Mental health disorders affect one in four people, according to the World Health Organization. The National Council for Behavioral Health reports that 43.8 people in the United States experience a mental illness each year, and nearly half of all adults will struggle with mental health at some point during their lifetime. What’s even more shocking is that nearly two-thirds of people with a known mental disorder never seek help from a health professional.

Stigma, or negative attitudes and perceptions, often stops people from getting the support they need. One study found the perception of people with mental illness as dangerous has increased over time, despite evidence from the American Psychological Association that mental illness doesn’t contribute to violence. Unfortunately, many people also believe that mental illness is shameful and people with mental disorders are lazy.

When those with mental health disorders internalize society’s negative beliefs, the effects can be toxic, warns the National Alliance on Mental Illness (NAMI), since stigma contributes to greater distress, bullying, isolation and even suicide.

The Power of Compassion

The key to overcoming stigma is compassion. Compassion is defined by researcher Emma Seppala as an emotional response to suffering, which involves an authentic desire to help.

Compassion has many powerful physical and psychological benefits. For instance, meaningful connection with others has been shown to speed up recovery from disease, lengthen one’s lifespan, buffer against stress, and broaden one’s perspective.

In other words, when you act compassionately, you’re able to extend understanding and assistance to others — and experience the mood boost that comes with it. If you know or love someone with a mental disorder, here are ways you can treat them with greater compassion and do your part to dismantle mental health stigma.

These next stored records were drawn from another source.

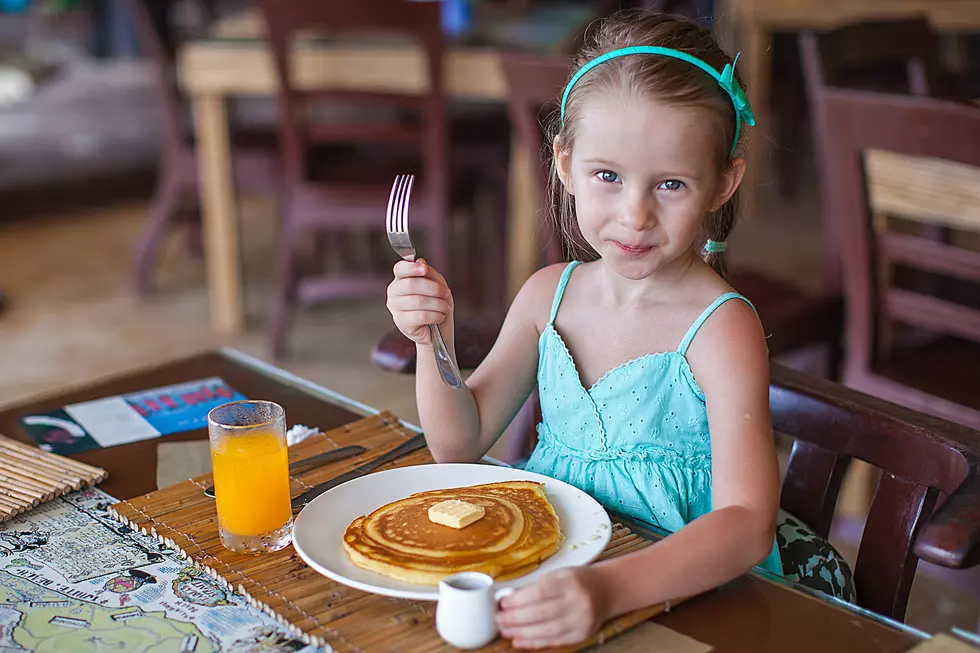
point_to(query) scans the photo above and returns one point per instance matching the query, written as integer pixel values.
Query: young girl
(653, 373)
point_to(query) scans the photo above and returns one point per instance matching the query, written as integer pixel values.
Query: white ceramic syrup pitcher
(466, 615)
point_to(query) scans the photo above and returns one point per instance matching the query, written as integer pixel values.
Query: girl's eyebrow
(604, 162)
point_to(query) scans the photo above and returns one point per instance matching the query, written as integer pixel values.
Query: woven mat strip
(30, 477)
(311, 606)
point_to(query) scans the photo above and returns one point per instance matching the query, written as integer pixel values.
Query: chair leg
(285, 292)
(835, 359)
(144, 260)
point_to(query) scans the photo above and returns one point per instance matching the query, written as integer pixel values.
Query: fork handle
(444, 362)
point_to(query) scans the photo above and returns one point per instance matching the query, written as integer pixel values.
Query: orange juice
(251, 482)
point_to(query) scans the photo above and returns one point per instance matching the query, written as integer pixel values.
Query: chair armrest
(474, 338)
(952, 537)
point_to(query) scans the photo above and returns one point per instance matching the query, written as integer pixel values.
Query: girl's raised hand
(418, 296)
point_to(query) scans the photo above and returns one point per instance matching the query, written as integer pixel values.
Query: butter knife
(405, 448)
(319, 459)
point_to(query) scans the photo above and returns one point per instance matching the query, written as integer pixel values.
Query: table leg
(223, 258)
(756, 72)
(523, 221)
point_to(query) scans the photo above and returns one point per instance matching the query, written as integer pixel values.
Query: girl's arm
(462, 425)
(730, 361)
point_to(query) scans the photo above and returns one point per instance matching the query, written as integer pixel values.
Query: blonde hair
(666, 79)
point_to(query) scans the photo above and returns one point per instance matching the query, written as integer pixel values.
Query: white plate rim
(430, 593)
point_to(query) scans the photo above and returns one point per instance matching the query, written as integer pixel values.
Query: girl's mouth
(632, 250)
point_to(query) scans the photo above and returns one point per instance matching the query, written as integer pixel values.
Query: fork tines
(397, 214)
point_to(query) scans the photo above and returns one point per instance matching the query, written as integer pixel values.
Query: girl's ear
(730, 180)
(563, 166)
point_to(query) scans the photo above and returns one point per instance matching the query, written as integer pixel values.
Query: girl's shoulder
(533, 301)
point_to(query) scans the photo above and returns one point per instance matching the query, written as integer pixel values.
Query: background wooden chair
(255, 155)
(927, 501)
(339, 172)
(898, 162)
(793, 318)
(898, 56)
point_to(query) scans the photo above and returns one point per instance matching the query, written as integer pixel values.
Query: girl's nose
(638, 214)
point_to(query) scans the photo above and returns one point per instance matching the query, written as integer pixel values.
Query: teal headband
(725, 79)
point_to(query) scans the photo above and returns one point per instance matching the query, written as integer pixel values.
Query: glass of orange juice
(250, 461)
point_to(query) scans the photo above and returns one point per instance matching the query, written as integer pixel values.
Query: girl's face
(644, 174)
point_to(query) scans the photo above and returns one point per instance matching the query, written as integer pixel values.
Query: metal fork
(396, 224)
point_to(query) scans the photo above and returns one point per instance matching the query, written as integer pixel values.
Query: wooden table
(237, 62)
(749, 615)
(748, 25)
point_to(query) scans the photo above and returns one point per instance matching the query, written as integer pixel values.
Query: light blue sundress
(638, 441)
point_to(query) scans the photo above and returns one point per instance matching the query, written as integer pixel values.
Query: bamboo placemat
(30, 477)
(311, 606)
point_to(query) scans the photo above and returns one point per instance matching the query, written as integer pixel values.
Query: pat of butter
(455, 513)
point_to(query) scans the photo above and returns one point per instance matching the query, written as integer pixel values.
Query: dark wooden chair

1. Practice empathy. Simply validating a person’s struggles can be a healing experience. Don’t dismiss their feelings and instead focus on listening with your full attention. Swap sayings like “it could be worse,” “cheer up” or “look on the bright side” for more understanding ones such as “it sounds like what you’re going through is really difficult.” Empathy allows a person to feel seen and talk freely without fear of being judged.

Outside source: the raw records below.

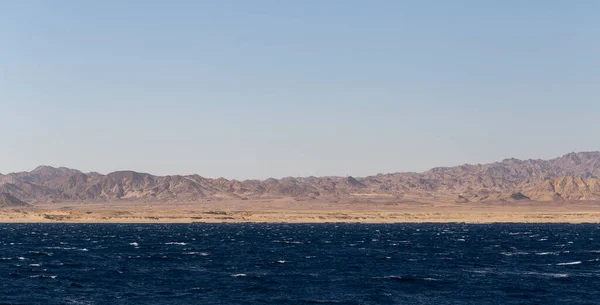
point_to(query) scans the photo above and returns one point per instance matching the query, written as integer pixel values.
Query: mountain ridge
(571, 177)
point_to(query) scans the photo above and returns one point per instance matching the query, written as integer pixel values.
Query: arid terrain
(565, 189)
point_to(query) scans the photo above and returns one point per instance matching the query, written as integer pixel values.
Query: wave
(569, 263)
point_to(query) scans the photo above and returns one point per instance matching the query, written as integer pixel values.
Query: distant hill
(7, 200)
(571, 177)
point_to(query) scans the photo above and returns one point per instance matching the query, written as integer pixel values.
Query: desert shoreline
(291, 211)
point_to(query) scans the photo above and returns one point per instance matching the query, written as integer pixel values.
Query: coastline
(290, 211)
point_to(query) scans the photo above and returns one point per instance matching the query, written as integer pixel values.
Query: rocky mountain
(572, 177)
(7, 200)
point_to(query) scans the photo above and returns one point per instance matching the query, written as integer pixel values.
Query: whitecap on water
(43, 276)
(569, 263)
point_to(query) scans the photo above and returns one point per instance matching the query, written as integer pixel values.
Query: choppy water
(299, 264)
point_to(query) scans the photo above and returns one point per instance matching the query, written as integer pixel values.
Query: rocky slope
(7, 200)
(568, 178)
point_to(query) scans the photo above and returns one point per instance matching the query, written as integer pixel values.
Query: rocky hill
(571, 177)
(7, 200)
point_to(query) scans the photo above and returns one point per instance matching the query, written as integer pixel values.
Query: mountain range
(572, 177)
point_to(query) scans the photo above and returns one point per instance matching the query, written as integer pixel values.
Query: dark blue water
(299, 264)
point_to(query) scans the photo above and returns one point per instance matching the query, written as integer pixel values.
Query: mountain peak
(570, 177)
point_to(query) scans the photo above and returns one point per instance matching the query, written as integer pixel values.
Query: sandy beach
(292, 211)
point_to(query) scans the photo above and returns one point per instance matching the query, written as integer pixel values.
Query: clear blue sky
(252, 89)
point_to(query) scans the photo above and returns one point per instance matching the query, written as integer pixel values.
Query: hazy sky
(251, 89)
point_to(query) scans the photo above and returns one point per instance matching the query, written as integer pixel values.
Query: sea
(299, 264)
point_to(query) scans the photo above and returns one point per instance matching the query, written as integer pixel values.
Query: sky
(257, 89)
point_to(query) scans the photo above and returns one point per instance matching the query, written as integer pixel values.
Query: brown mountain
(571, 177)
(7, 200)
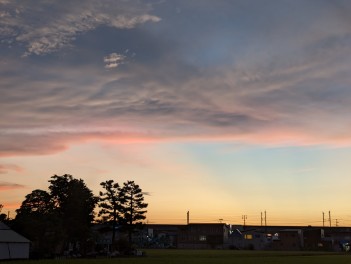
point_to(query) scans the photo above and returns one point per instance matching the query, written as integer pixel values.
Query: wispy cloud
(10, 186)
(5, 168)
(65, 20)
(114, 60)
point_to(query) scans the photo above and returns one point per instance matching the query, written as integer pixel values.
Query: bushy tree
(110, 205)
(74, 203)
(133, 206)
(52, 219)
(36, 220)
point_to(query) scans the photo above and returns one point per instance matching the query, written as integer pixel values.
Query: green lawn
(209, 257)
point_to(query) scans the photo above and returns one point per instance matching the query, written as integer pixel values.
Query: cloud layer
(48, 26)
(266, 80)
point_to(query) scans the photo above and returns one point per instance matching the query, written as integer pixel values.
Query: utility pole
(329, 219)
(244, 217)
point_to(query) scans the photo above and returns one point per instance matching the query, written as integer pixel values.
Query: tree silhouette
(133, 206)
(36, 220)
(110, 205)
(74, 203)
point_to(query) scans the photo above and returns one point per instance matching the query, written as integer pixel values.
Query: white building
(12, 244)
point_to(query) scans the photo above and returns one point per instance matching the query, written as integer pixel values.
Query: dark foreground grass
(208, 257)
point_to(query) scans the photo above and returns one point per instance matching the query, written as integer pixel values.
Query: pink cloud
(4, 168)
(4, 186)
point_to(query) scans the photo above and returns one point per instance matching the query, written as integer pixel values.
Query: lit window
(202, 238)
(248, 236)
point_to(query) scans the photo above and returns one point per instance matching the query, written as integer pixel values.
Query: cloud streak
(297, 94)
(4, 186)
(58, 29)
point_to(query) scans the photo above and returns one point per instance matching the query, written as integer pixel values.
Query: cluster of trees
(65, 213)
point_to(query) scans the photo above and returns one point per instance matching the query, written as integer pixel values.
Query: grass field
(209, 257)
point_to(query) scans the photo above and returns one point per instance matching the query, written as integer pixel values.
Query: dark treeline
(64, 214)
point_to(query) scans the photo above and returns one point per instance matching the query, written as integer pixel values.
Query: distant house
(289, 239)
(253, 239)
(12, 244)
(203, 236)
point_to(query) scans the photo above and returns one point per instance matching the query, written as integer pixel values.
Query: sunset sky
(220, 107)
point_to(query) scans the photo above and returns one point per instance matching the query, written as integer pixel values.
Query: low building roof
(7, 235)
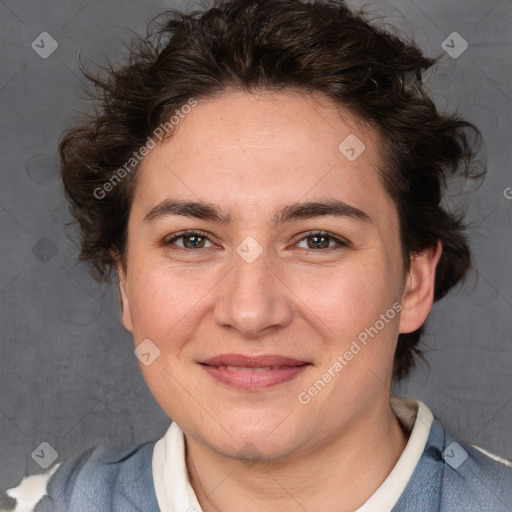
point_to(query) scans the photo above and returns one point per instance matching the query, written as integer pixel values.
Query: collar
(168, 463)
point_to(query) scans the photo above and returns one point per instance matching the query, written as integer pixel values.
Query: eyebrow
(295, 211)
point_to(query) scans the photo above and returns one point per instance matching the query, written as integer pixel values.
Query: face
(264, 264)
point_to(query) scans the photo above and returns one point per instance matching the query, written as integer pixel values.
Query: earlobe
(123, 297)
(418, 295)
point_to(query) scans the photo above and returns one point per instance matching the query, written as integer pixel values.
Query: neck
(339, 475)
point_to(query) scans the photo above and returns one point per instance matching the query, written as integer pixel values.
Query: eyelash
(340, 243)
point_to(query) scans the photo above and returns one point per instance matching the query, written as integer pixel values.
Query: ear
(418, 295)
(123, 296)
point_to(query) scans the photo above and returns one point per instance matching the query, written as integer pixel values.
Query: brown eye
(321, 240)
(192, 240)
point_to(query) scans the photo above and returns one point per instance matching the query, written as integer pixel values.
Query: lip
(253, 373)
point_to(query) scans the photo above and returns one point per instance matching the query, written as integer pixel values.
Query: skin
(251, 154)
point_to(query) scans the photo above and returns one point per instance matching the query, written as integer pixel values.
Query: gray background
(68, 376)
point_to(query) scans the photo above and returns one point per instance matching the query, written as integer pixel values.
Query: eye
(320, 240)
(190, 240)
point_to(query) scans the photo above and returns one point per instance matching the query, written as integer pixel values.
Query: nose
(252, 298)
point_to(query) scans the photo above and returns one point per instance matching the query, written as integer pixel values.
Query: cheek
(350, 297)
(163, 302)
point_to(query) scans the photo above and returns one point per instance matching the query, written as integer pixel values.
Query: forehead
(254, 151)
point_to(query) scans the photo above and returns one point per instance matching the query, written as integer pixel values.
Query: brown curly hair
(248, 45)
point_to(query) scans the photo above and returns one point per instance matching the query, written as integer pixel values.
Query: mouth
(253, 373)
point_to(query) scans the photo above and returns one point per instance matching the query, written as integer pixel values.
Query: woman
(266, 180)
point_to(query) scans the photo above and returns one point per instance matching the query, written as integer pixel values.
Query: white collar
(168, 463)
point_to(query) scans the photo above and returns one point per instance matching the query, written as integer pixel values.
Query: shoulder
(453, 475)
(102, 478)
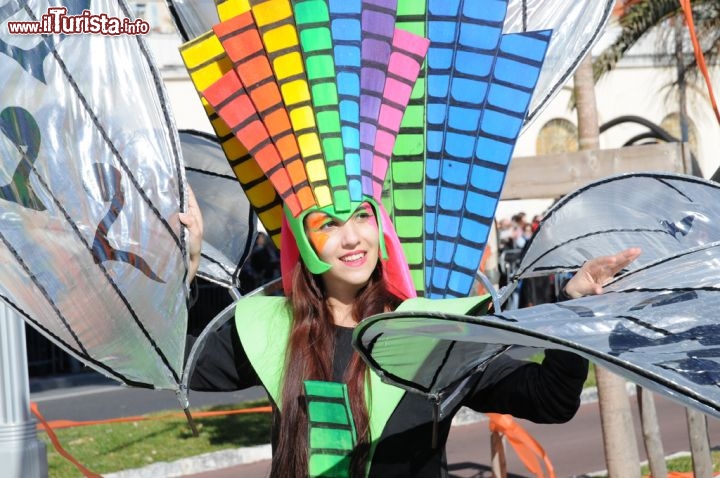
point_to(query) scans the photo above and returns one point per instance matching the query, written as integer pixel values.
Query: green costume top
(264, 324)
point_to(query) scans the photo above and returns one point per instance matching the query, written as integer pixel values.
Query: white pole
(22, 454)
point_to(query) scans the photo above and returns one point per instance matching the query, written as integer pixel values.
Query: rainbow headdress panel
(324, 104)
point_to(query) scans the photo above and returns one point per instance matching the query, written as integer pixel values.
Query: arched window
(557, 136)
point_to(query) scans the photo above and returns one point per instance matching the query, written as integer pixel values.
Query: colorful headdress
(328, 103)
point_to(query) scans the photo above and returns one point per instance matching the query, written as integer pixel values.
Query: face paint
(317, 233)
(320, 226)
(349, 244)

2. Watch your words. Certain language can be offensive to people who live with mental health conditions, so be mindful not to label others. Strike words like “crazy,” “psycho,” “insane,” “disturbed” and “nuts” from your vocabulary when referring to mental health issues. Referring to someone as being “mentally ill” instead of as “a person living with a mental illness” can also have negative impacts. Encourage your loved one to identify themselves by other roles they play, such as spouse, friend or parent, rather than define themselves solely by their condition.

3. Understand the symptoms. Research symptoms of different disorders to gain a better understanding of what the person is going through. For example, a person with depression may struggle to get out of bed. Someone with obsessive compulsive disorder, on the other hand, may have trouble getting places on time because of their anxiety, not because they are irresponsible.

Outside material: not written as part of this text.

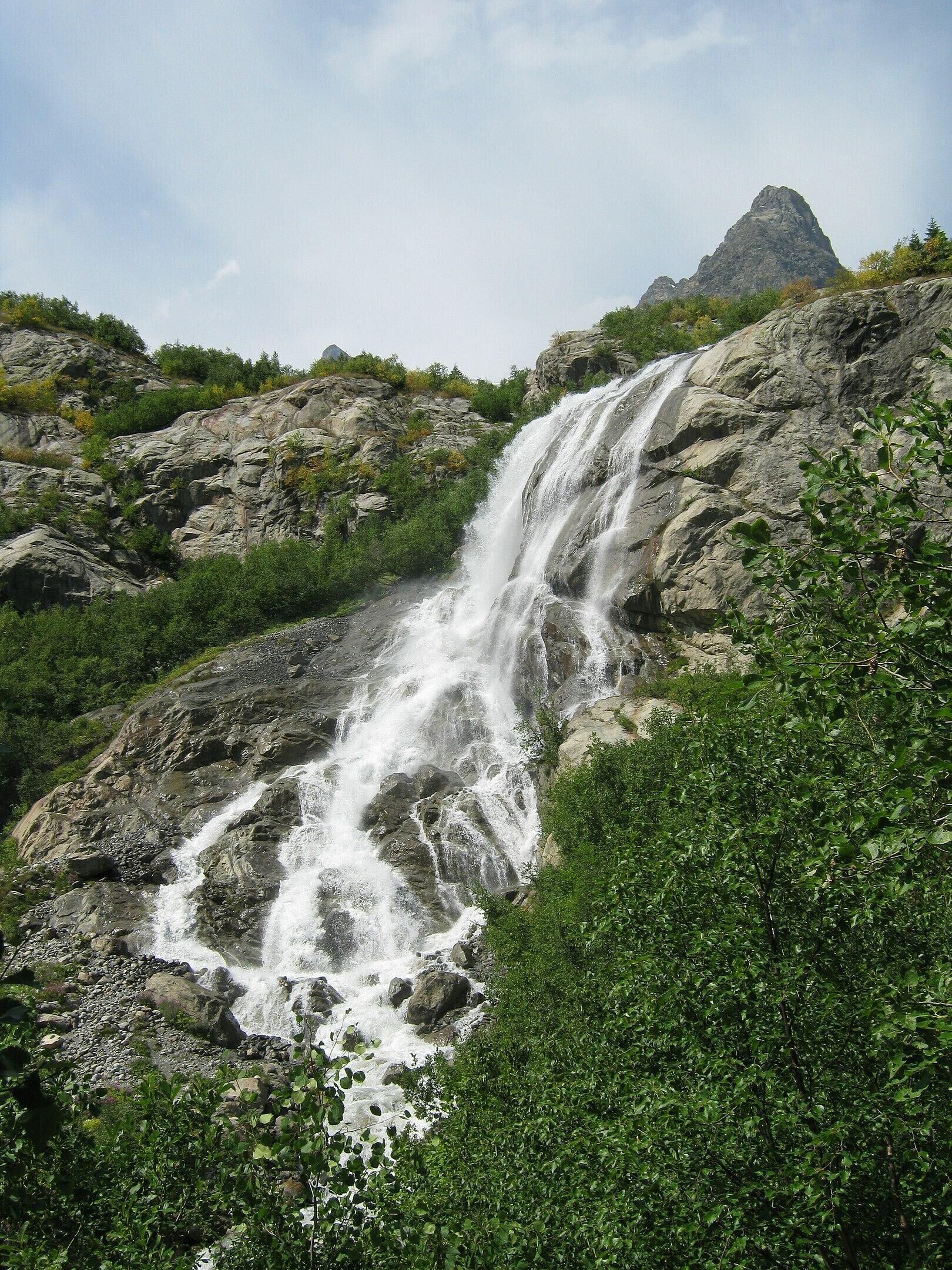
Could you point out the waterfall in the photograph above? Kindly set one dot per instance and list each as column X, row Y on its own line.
column 450, row 690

4. Promote outside support. One of the best ways you can foster compassion is by encouraging the person to seek treatment and support. Mental Health America points out that there are many options available, including psychotherapy, medication and complementary and alternative Medicine methods like meditation and yoga. NAMI suggests meeting regularly with a mental health professional, such as a psychiatrist or psychologist, versus relying on a primary care doctor. Support the person in following their treatment plan by offering rides to appointments, providing reminders to take medication or simply providing moral support.

5. Take care of yourself. As the friend or family member of someone with a mental disorder, it’s important to take care of yourself, too. Tend to your own emotional and mental well-being so that you can be there for your loved ones when they need you the most.